What did the Amazon AGI research team say?

A research team from Amazon AGI (Artificial General Intelligence) claims that Amazon’s AI model has demonstrated language abilities that were not previously taught. In an unpublished academic paper, a research team from Amazon AGI claims their large language model exhibits “high-level natural fluency” in conversational text.

According to the examples shared, the model looks sophisticated. It is able to generate a variety of sentences that show language leaps similar to those that occur in human language learners. This, based on criteria created with the help of linguists, is a difficult achievement to achieve in AI.

Researchers trained the model “Big Adaptive Streamable TTS with Emergent abilities” (BASE TTS) on 100,000 hours of public domain speech data, 90% of which was in English.
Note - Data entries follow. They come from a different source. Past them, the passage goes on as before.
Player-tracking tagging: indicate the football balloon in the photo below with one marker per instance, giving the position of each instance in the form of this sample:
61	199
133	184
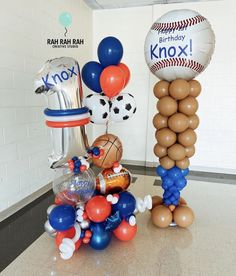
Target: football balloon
99	108
109	182
123	107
The goal was to learn how Americans speak better. BASE TTS is expected to produce voices that are more natural and easier for English speakers to understand.

The Amazon AGI team wanted to test the “emergent abilities” of their language model. To do this, they trained two smaller models, one trained with 1,000 hours and one with 10,000 hours. The goal was to see which of these two models showed the language fluency they were looking for.
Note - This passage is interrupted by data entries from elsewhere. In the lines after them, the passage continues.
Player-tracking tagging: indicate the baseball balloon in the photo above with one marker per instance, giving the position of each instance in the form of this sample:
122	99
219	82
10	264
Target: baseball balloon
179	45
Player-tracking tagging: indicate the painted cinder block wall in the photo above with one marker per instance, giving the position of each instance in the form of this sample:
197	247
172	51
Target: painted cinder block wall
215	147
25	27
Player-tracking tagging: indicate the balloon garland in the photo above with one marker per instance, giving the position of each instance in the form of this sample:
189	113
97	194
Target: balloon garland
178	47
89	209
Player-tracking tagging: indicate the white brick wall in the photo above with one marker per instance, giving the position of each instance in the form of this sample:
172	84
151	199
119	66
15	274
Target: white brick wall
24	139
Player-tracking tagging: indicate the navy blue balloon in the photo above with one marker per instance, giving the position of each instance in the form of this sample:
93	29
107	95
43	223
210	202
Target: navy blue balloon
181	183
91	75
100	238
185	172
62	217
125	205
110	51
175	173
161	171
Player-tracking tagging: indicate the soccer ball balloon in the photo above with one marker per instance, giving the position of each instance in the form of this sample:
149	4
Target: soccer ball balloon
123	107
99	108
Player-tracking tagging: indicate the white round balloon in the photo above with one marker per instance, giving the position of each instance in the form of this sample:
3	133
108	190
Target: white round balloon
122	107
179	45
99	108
By comparing the performance of these two models, the Amazon AGI team hopes to determine the optimal model size to demonstrate “emergent abilities.”
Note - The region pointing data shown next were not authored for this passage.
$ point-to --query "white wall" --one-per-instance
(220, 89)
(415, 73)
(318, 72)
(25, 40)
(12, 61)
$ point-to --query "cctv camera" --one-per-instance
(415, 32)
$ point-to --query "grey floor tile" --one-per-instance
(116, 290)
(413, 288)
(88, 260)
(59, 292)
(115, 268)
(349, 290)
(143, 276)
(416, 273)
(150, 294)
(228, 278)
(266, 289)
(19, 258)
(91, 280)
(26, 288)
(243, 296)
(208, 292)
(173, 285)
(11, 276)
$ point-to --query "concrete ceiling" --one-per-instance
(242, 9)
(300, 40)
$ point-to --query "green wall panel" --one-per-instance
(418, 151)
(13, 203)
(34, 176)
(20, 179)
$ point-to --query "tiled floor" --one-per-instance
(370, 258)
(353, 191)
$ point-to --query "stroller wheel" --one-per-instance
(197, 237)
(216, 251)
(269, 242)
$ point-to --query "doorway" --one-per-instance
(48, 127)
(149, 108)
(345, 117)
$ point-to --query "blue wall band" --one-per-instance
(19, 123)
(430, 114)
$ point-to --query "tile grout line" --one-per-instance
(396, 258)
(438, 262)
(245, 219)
The 10,000-hour model performed best on the emergent ability criteria set by the Amazon researchers. Its ability to understand punctuation, non-English words, and emotions made it superior to other models.

How does the model work?

The model is able to generate sentences that appear natural to the human reader. Its ability is evident when it copies non-words like Tom’s whisper, “Shhh, Lucy, shhh, don’t wake your brother,” as they tiptoe past the baby’s room.

Its ability is further evident when it mimics the internet language often used in text messaging and spoken language, as in the SMS example, “Emergency @ home; call ASAP! Mom & Dad worried…#familyproblems.”

18 AI experts from different countries wrote a paper emphasizing that BASE TTS was never instructed to produce surprising output. The paper explains that BASE TTS simply follows the instructions given without any intention to create provocative output.

The AI experts emphasize the importance of understanding how AI works to avoid misunderstandings and misinterpretations. The paper explains that these sentences are designed to challenge text-to-speech (TTS) models with a variety of tasks.

The model is able to parse trap sentences, stress long compound words, generate emotional or whispered voices, and produce the correct phonemes for foreign words and punctuation. This allows the model to generate more accurate and natural text.

In short, the model is able to understand and generate language better, resulting in more natural and easy-to-understand text. Traditional TTS models are not explicitly trained to perform these tasks. So these sentences can help improve the capabilities of TTS models.

These findings, while not AGI (Artificial General Intelligence), may provide a glimpse into the path to achieving it. This is especially evident in the need for relatively little training data to achieve significant results.